It is not every day that we get to talk about the occupation of a sacred hillock by Assam Rifles within the campus of Manipur University lest we be painted as forces inimical to the para-military organisation which boasts itself as friends of the hill people. Thanks to Chief Minister N Biren Singh for reminding us that there is still a Assam Rifles post inside the sanctum sanctorum of Manipur University, a place for scholars and intellectuals.
Speaking at the Northeast seminar organised by Assam Rifles and Manipur University at the City Convention Centre, Palace Compound under the theme “Future Ready Manipur – Looking Beyond Ethnicity & Insurgency”, Chief Minister N Biren Singh appealed to Lt General PC Nair, director general of Assam Rifles to initiate the process of vacating the Assam Rifles camp from the Manipur University (MU) campus.

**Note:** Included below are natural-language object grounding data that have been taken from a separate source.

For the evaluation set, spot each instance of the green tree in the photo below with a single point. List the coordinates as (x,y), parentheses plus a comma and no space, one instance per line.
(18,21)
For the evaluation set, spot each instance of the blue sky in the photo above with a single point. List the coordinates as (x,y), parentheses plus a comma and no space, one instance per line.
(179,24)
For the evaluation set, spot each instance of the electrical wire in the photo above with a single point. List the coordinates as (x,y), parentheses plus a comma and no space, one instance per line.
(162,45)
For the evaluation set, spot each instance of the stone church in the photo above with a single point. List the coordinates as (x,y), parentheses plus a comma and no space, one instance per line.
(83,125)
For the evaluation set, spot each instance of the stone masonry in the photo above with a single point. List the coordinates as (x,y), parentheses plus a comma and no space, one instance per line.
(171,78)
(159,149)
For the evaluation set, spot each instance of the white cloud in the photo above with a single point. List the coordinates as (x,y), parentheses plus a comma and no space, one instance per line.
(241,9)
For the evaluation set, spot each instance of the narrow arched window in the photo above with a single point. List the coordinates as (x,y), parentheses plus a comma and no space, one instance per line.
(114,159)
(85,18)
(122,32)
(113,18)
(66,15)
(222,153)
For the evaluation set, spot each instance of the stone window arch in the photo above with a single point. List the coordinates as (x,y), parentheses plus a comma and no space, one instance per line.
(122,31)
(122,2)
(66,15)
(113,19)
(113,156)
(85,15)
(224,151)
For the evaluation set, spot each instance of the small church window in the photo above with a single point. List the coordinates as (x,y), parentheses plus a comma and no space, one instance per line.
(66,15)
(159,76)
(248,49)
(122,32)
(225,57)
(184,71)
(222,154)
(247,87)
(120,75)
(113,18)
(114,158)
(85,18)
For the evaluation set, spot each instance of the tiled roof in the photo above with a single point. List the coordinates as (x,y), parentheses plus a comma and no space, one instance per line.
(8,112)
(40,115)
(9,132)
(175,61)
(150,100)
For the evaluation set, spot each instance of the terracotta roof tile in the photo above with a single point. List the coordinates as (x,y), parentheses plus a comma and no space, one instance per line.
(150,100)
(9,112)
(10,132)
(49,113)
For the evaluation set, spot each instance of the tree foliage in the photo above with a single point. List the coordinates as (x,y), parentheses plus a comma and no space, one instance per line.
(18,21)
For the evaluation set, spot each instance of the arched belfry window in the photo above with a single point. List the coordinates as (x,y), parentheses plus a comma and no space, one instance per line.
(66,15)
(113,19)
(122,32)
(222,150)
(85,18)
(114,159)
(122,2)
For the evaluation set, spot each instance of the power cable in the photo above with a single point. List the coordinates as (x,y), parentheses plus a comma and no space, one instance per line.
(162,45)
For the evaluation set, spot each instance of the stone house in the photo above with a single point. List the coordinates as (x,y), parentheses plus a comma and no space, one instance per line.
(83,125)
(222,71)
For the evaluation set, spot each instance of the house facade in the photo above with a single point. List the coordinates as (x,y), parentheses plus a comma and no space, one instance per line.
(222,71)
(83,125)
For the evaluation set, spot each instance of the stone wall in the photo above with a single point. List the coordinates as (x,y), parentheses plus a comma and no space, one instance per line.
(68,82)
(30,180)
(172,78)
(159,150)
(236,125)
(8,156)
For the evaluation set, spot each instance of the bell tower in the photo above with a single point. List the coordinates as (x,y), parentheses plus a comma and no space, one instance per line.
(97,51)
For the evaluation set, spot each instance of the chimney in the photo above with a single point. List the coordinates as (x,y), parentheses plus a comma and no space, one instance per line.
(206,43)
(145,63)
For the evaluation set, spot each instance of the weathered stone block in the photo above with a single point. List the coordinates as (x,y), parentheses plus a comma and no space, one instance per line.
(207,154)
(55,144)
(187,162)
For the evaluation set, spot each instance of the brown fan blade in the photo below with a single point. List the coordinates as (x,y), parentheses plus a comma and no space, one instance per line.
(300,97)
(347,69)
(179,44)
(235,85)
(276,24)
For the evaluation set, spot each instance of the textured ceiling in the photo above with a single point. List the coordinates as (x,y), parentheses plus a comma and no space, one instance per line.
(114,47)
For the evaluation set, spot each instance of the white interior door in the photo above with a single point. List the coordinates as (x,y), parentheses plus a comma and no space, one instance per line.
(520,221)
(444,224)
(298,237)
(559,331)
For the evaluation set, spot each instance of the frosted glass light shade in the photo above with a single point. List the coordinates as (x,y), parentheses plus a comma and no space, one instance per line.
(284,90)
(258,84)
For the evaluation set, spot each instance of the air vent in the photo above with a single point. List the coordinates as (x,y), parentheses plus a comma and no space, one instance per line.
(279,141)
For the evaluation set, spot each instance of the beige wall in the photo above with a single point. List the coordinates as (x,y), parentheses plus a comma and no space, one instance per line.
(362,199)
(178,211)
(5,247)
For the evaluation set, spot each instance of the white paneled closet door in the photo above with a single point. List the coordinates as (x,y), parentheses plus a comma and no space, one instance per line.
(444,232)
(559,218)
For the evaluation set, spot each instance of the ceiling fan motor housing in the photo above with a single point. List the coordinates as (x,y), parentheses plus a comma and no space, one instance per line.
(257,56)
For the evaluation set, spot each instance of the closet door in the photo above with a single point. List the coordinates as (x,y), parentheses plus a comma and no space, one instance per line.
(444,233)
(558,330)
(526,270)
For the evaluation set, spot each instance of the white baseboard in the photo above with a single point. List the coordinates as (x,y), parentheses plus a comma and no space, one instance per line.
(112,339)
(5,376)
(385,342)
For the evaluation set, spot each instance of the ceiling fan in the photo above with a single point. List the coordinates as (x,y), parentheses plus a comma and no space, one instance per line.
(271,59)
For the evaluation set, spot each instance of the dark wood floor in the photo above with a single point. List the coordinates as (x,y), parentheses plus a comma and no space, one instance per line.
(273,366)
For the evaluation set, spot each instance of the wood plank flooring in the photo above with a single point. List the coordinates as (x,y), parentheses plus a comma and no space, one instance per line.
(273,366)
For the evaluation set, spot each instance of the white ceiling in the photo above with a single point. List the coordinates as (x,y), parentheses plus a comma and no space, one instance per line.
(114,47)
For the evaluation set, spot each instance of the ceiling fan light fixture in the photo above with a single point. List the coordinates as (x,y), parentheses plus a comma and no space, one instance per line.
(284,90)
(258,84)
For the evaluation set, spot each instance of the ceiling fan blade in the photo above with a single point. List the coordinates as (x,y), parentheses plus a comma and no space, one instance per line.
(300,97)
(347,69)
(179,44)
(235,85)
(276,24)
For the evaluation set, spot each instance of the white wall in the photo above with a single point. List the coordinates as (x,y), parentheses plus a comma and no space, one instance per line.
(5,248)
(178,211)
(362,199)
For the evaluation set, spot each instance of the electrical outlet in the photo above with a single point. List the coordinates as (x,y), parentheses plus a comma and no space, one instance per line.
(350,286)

CM Biren said that all infrastructure at the new place will be provided by the state government. Well and good, not only on MU campus, CM Biren is negotiating for shifting of the Army base at Koirengei near his home.
What he does not seem to understand is the age-old fascination of Assam Rifles for commanding positions or hillocks in the valley area in locating their camps. In the late 70s and 80s, the general area in Langthabal and Singjamei constituencies had been the hotbed of insurgency movement in the state and most of its leaders were drawn from this area. That is specifically why Assam Rifles had chosen the hillocks at Canchipur and Chinga.
Even after the massive anti-Armed Forces Special Powers Act movement in 2004 and subsequent withdrawal of Assam Rifles from the historic Kangla Fort in the heart of Imphal city, the AR posts in and around Imphal including Canchipur continue to hang on.
On 15 July 2004, 12 MeiraPaibi leaders had disrobed in front of the historic Kangla Fort in the heart of Imphal, then the headquarters of the Assam Rifles, carrying banners with messages painted in red. “Indian Army Rape Us”, read one. “Indian Army Take Our Flesh”, said another. The women were protesting against the brutal killing of ManoramaThangjam, a 32-year-old woman who had been picked up by Assam Rifles personnel in suspicious circumstances four days prior.
Manorama’s bullet-riddled body with gunshot wounds to her private parts and thighs was found near a paddy field hours after she was taken away from her home. Semen stains reportedly found on her clothes in a forensic exam suggested she had been raped. A judicial commission set up to look into the case painted a scathing account of torture that Manorama allegedly suffered in her final hours.
The anti-AFSPA movement ignited by the Manorama incident led to lifting of the Act from the Greater Imphal area which has seven assembly constituencies on November 20, 2004 and restoration of the Kangla Fort over to the state government by the then Prime Minister Manmohan Singh. Yet, the Assam Rifles posts in and around Imphal or in the valley areas remained.
As regards the AR Canchipur post, successive leaders of the Manipur University Students’ Union had been demanding removal of the post from the University campus for several years and no government leader had been able to deliver it to the students.
When AFSPA was removed from the Greater Imphal area, all these camps of security forces and Assam Rifles should have packed up and left as they had no further business to be there in the first place.
Now that the law and order situation had improved in the Imphal valley, the Centre under Union Home Minister Amit Shah’s stewardship had removed the applicability of AFSPA from some more areas in the state and other states of Northeast. Now, it is up to Chief Minister N Biren Singh to see if he could make AR move from Canchipur. He has now the mandate and political will needed to pursue such a demand.